Quote by CRGreathouse
I think you just did that  mathematicians would use the term "axiom schema", that is, each number is its own axiom:
Axiom 1: 1 is a natural number.
Axiom 2: 2 is a natural number.
. . .
OK, so now you have a system where you cannot add or take the successor, but you have the natural numbers. ....

Finally I had one last important thought. Given the system described where you have the natural numbers but you can not add or take the successor, we should be able to map the system to the system where by you can build the natural numbers. If such a mapping is "formalized" then the problem appears. On the one hand you have a system where "prime" is not defined and on the other hand you have a system where "prime" can be defined. They are mapped to each other and so now is there a paradox?
I am thinking about the utility of mapping similar to what is used by Godel in his famous proof.

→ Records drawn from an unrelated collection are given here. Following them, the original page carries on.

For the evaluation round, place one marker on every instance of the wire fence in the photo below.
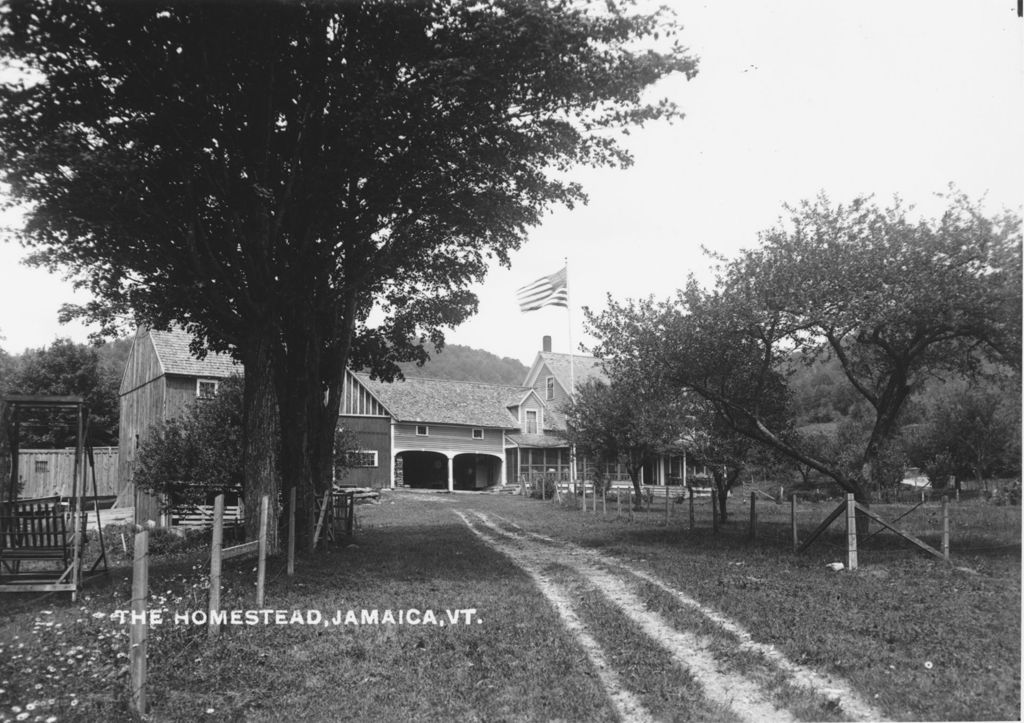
(978, 525)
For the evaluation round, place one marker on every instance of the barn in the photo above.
(161, 379)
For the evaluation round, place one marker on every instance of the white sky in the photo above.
(793, 97)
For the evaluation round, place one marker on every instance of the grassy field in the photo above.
(920, 639)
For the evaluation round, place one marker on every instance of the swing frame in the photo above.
(47, 529)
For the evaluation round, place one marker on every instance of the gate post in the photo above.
(851, 532)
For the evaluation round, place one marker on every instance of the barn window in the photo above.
(361, 458)
(206, 388)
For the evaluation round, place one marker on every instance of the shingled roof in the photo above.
(446, 401)
(583, 368)
(172, 350)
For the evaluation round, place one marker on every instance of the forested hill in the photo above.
(466, 364)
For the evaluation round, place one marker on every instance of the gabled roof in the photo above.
(519, 396)
(446, 401)
(565, 367)
(172, 350)
(538, 439)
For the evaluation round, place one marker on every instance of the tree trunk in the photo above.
(260, 440)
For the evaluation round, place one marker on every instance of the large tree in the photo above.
(893, 299)
(628, 420)
(269, 173)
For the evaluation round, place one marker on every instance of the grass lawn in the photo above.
(920, 639)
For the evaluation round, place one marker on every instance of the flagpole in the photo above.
(568, 308)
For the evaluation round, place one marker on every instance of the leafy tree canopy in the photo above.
(267, 173)
(185, 459)
(630, 419)
(466, 364)
(891, 299)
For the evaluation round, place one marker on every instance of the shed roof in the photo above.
(175, 356)
(446, 401)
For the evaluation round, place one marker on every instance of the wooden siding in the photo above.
(449, 438)
(532, 405)
(56, 478)
(356, 399)
(142, 365)
(541, 387)
(374, 433)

Again for clarity: we defined a "counting" style, infinite statement axiomatic system which you have no notion of multiplication nor successor function (as in the above posts). We have another system like Peano. Both systems produce something that lies on the same place on the number line. We use mapping to link the two systems through the "number line." Now, despite the mapping (if it is possible), you can not impose the notion of prime on the simpler system. Hence, the notion of "prime" is directly related to the mechanisms of addition/multiplication or other operations.... NOT the actually position on the number line thing.